LIMITATIONS — READ BEFORE QUOTING ANY NUMBER
The 20 verifiable hand-checks establish direction and prove the scanner undercounts; they are not enough to publish a precise population capture rate, and we don’t. The sample is stratified by scanner verdict, not by platform or industry, and it over-weights suspected false negatives by design. “Captured into the submitted lead” means the data was transmitted in the lead request — not that the vendor stores or acts on it, which is out of scope. We re-ran a novelty search on 2026-06-18 and found no prior published dataset measuring form-level UTM capture or calibrating automated form audits against hand-read payloads.
A note that cuts the same way: we also tried to widen the sample with an automated client that records the full outgoing request body. On three more forms the scanner had scored “none” (Trigger.dev, Replit, Toggl), the lead submission happened server-side, with no campaign data in any client-side request — the sentinel surfaced only in third-party analytics pixels, which we do not count. That independently reinforces the core finding: on the forms a scanner calls “no capture,” capture (or its absence) is decided off the page, where neither an automated scan nor an automated submitter can see. The only instrument that settles it is a human reading the actual submission payload — which is what the 20-form pass above did.
Frequently Asked Questions
It means that when the form was submitted, the campaign values (UTM parameters and/or the Google click-ID) were present in the network request that creates the lead — so they would land on the lead record in the CRM, not just in an analytics tool. We did not count values that appeared only in cookies, headers, the referrer, the page URL, or analytics pixels.
A read-only scan sees the page’s fields, cookies, and dataLayer. It cannot see what JavaScript adds to the submission request at the moment you click submit. In our sample, 9 of 17 captures happened exactly there — invisible to the scan. So a scanner’s “no capture” verdict is unreliable, while its “yes, captured” verdict was right every time (8 of 8).
At the form layer, mostly yes — in our sample the data survived into the lead about 85% of the time.
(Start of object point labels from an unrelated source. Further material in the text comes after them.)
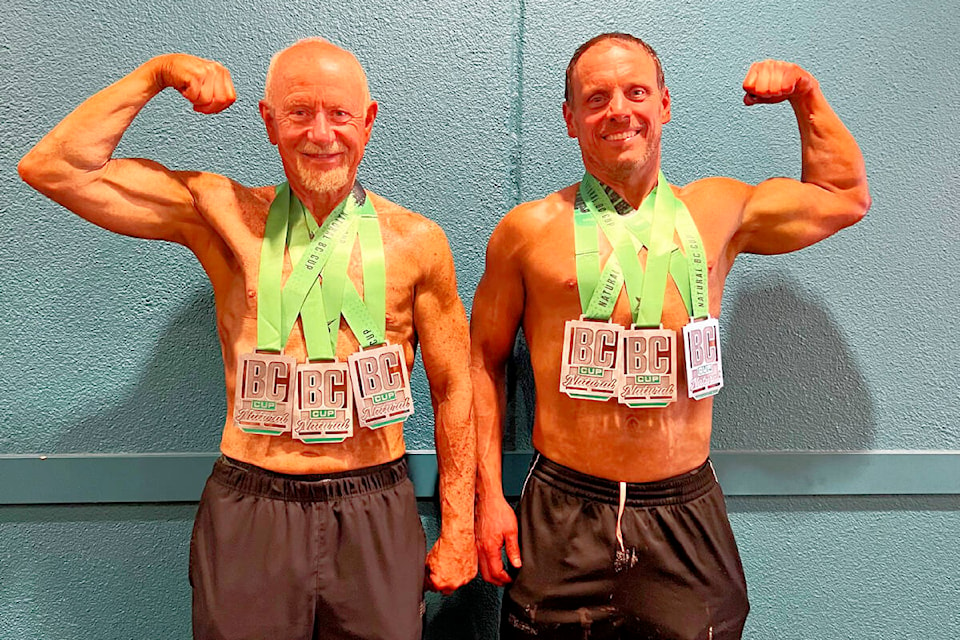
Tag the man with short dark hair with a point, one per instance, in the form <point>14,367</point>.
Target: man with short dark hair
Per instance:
<point>617,282</point>
<point>308,526</point>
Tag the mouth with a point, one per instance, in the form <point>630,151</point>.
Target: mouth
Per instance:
<point>621,136</point>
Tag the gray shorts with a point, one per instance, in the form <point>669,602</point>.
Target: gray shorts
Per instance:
<point>663,566</point>
<point>276,556</point>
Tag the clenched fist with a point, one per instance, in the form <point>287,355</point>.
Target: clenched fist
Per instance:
<point>773,81</point>
<point>205,83</point>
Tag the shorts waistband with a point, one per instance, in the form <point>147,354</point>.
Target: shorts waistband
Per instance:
<point>676,490</point>
<point>321,487</point>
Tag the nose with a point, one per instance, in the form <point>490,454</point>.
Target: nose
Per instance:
<point>321,132</point>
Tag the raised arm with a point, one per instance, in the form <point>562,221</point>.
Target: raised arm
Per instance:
<point>497,313</point>
<point>441,324</point>
<point>73,164</point>
<point>781,214</point>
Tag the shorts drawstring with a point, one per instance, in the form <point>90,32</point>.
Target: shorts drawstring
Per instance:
<point>623,502</point>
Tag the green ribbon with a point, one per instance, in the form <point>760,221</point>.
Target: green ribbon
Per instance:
<point>651,226</point>
<point>320,252</point>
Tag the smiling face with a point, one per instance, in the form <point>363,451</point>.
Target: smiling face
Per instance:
<point>616,111</point>
<point>318,113</point>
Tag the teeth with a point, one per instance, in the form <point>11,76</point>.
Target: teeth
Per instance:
<point>623,135</point>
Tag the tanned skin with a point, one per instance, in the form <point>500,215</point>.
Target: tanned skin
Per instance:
<point>616,112</point>
<point>319,114</point>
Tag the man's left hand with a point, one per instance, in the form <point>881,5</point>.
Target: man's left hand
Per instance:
<point>773,81</point>
<point>451,563</point>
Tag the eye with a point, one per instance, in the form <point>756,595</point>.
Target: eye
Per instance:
<point>340,116</point>
<point>596,99</point>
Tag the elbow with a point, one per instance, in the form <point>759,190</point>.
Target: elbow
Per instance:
<point>30,169</point>
<point>858,203</point>
<point>39,171</point>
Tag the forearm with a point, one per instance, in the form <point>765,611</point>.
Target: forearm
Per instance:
<point>831,158</point>
<point>456,447</point>
<point>85,140</point>
<point>489,394</point>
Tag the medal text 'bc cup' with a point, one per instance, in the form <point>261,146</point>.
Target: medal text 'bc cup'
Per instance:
<point>648,368</point>
<point>263,400</point>
<point>323,408</point>
<point>588,367</point>
<point>704,366</point>
<point>381,385</point>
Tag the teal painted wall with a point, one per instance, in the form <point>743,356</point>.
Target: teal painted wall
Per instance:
<point>108,343</point>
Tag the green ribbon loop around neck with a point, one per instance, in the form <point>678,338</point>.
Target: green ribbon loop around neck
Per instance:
<point>318,288</point>
<point>629,231</point>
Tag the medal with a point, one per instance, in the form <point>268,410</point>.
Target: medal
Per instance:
<point>381,385</point>
<point>323,406</point>
<point>648,368</point>
<point>701,346</point>
<point>588,368</point>
<point>264,393</point>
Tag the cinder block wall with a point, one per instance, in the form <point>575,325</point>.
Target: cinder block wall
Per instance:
<point>108,343</point>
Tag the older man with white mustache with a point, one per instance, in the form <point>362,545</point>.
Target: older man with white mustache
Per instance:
<point>308,525</point>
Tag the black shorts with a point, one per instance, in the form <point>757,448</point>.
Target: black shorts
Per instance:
<point>277,556</point>
<point>676,575</point>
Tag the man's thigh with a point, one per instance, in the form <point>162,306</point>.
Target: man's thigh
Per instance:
<point>681,580</point>
<point>252,567</point>
<point>373,586</point>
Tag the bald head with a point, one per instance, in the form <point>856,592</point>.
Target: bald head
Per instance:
<point>315,52</point>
The breakage people see is more often downstream (the CRM ignores the field, or no one maps it to a campaign) than at the point of capture. But measure your own forms by reading the payload before concluding either way.
20 forms with a definitive hand-read answer (out of 23 attempted; 3 were unverifiable), drawn from a 150-form automated audit. It is small by design — a calibration of the automated method, not a population census. Every figure is framed “among the forms we audited.”
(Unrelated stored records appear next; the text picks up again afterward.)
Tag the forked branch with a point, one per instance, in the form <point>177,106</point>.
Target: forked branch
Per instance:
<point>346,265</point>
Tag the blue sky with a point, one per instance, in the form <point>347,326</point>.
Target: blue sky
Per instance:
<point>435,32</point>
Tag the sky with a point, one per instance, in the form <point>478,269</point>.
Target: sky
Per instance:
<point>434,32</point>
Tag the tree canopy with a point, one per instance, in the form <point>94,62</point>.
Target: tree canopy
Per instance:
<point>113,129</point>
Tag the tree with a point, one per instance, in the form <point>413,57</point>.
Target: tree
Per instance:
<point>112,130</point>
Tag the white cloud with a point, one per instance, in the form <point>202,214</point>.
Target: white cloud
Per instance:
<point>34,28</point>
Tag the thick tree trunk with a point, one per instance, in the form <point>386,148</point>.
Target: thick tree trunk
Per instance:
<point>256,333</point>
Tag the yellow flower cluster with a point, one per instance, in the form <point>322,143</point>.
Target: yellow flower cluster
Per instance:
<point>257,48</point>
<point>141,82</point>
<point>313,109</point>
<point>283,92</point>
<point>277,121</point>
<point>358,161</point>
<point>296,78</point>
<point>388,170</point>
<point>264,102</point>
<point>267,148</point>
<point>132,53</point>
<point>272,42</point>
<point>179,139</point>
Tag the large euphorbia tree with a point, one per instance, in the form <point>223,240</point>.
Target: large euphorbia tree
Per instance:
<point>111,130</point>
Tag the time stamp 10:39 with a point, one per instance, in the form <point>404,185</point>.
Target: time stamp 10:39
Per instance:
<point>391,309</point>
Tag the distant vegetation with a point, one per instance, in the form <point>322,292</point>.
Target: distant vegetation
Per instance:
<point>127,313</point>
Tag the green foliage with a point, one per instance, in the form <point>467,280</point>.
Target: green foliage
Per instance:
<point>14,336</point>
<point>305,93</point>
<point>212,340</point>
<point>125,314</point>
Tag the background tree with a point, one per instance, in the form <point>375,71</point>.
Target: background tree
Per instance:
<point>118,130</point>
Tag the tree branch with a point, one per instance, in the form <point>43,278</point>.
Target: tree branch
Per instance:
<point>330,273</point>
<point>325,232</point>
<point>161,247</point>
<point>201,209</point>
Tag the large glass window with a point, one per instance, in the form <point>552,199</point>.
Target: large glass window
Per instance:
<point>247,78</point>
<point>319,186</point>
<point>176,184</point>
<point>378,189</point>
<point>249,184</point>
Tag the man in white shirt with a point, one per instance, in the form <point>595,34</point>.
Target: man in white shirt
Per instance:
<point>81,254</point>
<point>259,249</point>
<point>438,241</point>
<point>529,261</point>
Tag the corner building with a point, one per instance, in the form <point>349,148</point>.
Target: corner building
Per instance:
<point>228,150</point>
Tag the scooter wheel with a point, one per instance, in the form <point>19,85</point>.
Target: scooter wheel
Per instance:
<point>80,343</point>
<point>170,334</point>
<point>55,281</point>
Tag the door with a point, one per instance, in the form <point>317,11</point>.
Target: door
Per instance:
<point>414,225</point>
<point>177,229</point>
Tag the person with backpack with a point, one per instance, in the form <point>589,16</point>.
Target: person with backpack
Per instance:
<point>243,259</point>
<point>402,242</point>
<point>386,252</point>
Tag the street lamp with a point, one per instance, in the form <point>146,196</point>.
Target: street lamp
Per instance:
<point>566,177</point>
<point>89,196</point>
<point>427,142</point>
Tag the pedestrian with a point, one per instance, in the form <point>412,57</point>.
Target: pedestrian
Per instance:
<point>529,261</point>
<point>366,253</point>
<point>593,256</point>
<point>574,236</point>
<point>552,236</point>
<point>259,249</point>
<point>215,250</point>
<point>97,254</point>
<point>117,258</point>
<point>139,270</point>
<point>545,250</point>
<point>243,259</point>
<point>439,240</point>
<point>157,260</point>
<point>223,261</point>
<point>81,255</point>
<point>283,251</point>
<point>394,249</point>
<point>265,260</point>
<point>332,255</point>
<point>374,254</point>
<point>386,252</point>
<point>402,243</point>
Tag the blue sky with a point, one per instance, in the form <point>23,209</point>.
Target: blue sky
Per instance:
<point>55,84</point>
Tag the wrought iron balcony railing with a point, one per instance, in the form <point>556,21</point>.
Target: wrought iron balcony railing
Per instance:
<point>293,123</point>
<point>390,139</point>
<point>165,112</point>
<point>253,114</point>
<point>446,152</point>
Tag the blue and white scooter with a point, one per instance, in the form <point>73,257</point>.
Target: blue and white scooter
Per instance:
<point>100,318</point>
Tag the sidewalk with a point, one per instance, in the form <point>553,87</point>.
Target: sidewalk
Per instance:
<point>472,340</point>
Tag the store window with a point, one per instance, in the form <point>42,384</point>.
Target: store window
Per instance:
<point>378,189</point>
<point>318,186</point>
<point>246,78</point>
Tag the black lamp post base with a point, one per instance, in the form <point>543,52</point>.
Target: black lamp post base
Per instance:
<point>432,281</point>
Yes. Please cite Ivris Tech and link this page; the full dataset is published as a downloadable CSV above. Suggested citation: Ivris Tech (2026), “The State of B2B Form Attribution Capture 2026” (Pass A), collected 2026-06-17.
Research and analysis by Mahesh Sirvi, Ivris Tech. Methodology, dataset, and per-vendor evidence published in full for replication. Part of The State of B2B Attribution & Tracking Hygiene 2026.